Henri Poupart-Lafarge
CEO, Alstom

No. Okay. Thank you very much. As a global statement first, it's not abnormal that our backlog is growing as we are moving towards service. As Matt has said, we are increasing our share of long-term service agreement, and therefore, the duration of our backlog is expanding with time. Having said that, it's true, and that was back to the question addressed by Benjamin, that we need to improve our capacity in holding stock. I would say we have to improve our efficiency to deliver faster our cars in order to have a better rotation of our assets and better utilization of our assets. I don't see today any bottlenecks. I think we have time to unlock the bottlenecks. We need to increase some of our capacity.
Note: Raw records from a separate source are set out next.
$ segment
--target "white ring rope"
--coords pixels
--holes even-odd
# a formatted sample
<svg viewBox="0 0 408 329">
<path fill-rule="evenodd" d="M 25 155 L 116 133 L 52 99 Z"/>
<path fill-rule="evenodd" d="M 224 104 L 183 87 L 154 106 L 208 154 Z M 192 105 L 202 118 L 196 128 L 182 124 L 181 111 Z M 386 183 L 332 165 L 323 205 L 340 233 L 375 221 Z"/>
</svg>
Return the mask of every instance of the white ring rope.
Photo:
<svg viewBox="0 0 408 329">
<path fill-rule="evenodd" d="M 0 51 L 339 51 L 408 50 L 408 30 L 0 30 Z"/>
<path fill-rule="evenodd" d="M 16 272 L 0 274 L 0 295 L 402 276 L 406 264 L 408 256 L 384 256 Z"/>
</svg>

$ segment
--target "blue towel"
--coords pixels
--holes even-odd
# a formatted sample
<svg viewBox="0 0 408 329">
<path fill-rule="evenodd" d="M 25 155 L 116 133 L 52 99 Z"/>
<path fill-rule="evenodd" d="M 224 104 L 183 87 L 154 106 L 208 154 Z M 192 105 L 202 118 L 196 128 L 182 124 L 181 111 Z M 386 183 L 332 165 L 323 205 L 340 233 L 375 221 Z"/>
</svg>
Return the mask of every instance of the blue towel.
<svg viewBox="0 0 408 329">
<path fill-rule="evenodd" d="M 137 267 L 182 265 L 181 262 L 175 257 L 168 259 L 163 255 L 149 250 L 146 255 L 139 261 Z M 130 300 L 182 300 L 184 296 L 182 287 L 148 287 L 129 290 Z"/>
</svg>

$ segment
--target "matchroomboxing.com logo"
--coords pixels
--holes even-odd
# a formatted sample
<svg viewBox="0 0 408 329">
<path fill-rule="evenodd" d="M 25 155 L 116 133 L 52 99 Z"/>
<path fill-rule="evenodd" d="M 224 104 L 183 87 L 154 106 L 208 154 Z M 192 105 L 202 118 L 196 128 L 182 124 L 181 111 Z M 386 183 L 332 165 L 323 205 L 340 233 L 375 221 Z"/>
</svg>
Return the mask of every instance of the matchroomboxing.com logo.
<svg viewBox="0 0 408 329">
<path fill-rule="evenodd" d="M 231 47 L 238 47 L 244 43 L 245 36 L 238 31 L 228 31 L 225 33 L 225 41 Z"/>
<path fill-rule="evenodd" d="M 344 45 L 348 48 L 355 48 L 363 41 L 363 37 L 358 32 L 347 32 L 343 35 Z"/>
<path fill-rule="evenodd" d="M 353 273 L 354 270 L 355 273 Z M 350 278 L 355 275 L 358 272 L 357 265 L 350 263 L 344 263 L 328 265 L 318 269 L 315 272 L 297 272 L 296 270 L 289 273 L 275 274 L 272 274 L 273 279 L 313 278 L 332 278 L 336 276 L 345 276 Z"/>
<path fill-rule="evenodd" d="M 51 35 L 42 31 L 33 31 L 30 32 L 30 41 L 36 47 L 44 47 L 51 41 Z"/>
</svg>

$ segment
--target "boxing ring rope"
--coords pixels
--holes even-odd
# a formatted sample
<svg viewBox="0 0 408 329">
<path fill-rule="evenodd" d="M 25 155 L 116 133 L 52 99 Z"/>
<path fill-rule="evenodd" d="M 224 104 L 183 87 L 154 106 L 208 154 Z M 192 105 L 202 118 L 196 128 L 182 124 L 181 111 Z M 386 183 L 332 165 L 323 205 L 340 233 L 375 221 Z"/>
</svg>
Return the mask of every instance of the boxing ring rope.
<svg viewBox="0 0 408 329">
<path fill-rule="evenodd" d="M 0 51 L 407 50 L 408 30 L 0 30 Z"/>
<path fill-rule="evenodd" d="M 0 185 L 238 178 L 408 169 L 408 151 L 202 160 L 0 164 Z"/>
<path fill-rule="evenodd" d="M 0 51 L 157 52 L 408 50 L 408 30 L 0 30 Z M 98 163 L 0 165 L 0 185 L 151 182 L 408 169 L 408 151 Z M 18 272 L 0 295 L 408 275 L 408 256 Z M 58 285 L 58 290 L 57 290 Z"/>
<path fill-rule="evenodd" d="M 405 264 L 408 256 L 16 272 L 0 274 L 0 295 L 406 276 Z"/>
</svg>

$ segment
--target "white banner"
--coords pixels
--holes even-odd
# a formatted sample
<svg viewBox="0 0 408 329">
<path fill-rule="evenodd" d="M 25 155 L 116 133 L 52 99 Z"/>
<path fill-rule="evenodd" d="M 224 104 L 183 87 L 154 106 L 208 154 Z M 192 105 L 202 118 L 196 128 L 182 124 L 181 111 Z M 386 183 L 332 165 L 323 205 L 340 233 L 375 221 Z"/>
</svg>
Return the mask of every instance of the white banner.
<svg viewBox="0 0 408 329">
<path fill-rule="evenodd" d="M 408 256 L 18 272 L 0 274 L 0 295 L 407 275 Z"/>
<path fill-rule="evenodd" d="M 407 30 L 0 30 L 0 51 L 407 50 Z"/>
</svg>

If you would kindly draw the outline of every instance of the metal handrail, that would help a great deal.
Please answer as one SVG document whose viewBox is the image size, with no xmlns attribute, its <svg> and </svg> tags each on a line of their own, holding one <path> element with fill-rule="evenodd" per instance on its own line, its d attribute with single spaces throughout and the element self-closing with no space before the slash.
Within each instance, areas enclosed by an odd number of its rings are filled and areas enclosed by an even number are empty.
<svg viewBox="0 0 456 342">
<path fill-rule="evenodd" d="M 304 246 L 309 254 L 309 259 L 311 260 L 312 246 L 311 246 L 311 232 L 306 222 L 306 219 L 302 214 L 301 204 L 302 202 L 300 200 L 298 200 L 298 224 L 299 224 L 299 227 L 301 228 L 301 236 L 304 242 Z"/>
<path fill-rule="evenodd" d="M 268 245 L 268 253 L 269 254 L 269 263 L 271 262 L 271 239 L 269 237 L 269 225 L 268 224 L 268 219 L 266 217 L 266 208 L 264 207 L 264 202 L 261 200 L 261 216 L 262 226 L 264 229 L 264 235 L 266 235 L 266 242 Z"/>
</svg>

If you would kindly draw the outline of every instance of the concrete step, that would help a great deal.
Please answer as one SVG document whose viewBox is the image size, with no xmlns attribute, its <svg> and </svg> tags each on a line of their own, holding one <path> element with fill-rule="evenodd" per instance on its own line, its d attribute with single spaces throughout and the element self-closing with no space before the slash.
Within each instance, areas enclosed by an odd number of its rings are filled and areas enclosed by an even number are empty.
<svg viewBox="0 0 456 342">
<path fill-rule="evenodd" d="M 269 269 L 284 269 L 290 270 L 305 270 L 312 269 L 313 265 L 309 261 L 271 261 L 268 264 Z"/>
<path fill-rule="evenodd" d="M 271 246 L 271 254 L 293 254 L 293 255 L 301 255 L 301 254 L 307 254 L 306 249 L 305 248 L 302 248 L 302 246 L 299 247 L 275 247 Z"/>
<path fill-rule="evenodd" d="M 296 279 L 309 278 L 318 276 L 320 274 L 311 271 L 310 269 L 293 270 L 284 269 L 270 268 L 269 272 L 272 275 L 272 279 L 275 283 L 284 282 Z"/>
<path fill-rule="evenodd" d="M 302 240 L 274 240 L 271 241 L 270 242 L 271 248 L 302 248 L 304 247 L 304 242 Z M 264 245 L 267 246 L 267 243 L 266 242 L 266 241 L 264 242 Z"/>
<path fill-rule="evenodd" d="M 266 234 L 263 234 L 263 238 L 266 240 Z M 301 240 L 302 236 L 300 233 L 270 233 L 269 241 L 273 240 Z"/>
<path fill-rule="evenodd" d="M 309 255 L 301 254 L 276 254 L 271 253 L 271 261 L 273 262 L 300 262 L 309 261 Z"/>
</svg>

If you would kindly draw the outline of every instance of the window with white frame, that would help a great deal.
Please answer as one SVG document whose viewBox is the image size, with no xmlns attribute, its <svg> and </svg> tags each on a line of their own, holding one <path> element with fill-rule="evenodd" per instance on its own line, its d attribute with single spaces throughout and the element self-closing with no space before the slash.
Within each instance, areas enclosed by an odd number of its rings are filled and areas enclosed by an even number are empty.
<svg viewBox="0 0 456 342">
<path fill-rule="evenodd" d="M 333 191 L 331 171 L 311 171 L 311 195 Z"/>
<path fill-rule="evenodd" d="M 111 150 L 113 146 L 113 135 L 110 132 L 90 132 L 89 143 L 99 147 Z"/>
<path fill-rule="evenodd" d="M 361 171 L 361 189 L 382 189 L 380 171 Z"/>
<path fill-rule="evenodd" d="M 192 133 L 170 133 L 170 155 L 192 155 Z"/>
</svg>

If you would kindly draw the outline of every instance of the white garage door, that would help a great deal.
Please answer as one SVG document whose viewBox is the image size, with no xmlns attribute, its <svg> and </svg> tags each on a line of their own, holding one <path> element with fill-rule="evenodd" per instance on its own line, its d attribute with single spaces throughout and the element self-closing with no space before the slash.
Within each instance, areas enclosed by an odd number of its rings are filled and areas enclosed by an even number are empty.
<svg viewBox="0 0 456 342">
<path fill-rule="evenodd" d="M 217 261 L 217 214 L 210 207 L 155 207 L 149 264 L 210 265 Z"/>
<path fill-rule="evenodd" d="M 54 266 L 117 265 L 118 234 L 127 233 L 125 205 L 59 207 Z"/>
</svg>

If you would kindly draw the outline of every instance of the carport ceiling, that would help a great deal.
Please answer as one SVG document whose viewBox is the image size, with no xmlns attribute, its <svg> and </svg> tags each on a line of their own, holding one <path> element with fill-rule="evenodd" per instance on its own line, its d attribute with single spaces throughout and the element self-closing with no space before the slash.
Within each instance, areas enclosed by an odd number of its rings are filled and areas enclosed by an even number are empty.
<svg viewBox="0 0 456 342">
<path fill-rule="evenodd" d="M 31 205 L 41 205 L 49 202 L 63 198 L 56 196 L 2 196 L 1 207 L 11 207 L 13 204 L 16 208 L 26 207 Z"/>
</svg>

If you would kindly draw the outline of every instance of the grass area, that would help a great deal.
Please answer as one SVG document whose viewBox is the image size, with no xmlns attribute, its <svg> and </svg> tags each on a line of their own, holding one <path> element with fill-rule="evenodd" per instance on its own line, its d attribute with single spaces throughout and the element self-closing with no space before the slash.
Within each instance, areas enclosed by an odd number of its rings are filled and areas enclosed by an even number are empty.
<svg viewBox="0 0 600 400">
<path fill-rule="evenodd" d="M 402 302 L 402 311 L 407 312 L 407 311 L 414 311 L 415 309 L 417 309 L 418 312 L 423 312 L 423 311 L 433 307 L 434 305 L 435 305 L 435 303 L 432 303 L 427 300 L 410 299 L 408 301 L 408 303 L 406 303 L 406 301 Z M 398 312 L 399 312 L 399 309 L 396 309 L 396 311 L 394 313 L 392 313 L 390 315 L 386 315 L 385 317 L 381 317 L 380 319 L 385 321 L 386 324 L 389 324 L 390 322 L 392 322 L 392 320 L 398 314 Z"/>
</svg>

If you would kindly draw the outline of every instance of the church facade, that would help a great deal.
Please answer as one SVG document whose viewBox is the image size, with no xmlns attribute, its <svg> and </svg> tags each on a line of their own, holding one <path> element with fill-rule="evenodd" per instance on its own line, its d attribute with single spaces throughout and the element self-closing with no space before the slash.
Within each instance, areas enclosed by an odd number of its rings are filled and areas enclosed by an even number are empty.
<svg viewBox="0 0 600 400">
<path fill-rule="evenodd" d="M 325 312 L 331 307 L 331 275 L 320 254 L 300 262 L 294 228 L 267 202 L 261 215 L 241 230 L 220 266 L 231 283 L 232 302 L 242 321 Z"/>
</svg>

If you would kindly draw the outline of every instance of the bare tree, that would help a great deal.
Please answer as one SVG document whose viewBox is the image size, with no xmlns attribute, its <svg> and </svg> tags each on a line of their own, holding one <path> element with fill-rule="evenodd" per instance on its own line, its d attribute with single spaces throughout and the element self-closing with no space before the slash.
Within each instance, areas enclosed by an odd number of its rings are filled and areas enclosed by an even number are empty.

The bottlenecks would be, by the way, both in engineering and manufacturing. We need to grow both engineering and manufacturing. In both cases, there are ways to improve the efficiency in engineering by standardization and in industry by having a more standard and I would say standard lines, if I may say, and automatization as well of our lines. For example, in Barcelona, we have now a line which is fully automated. There are a lot of ways to unlock these capacity constraints. Okay. Thank you, thank you, everybody. I think, thank you for this second Q&A sessions after this morning. Just as a global wrap-up, sir, thank you to my colleagues for being here this afternoon.

Just as a global wrap up, I just want to confirm that as you have seen, we are in strong markets. There is no slowdown in the market whatsoever. On the contrary, we see a lot of signs of investments from everywhere on all continents. We had a very, very important year this year in Alstom to stabilize our portfolio. Even though we had to face some headwinds, I think we have mitigated this headwind extremely efficiently, and we have improved globally our backlog quality and our backlog margin.

We are now up and running, as you have said, and it was a question of Gail, I think we are up and running and able to increase our R&D efforts, able to increase our innovations effort, which is, as Wally said, the ultimate goal of this merger is, one, to have a global reach in terms of geographies and in terms of product, two, of course, to come with best-in-class technology.

Having said that, you will not be surprised we are totally committed to deliver our guidance and our objectives, whether they are for next year, as we have detailed them, 6% adjusted EBIT and significantly positive free cash flow, as well as in the long-term ones from 8%-10% of adjusted EBIT and 80% cash flow conversion. Thank you. Thank you very much. Have a nice day, everybody, and see you soon. Thanks a lot.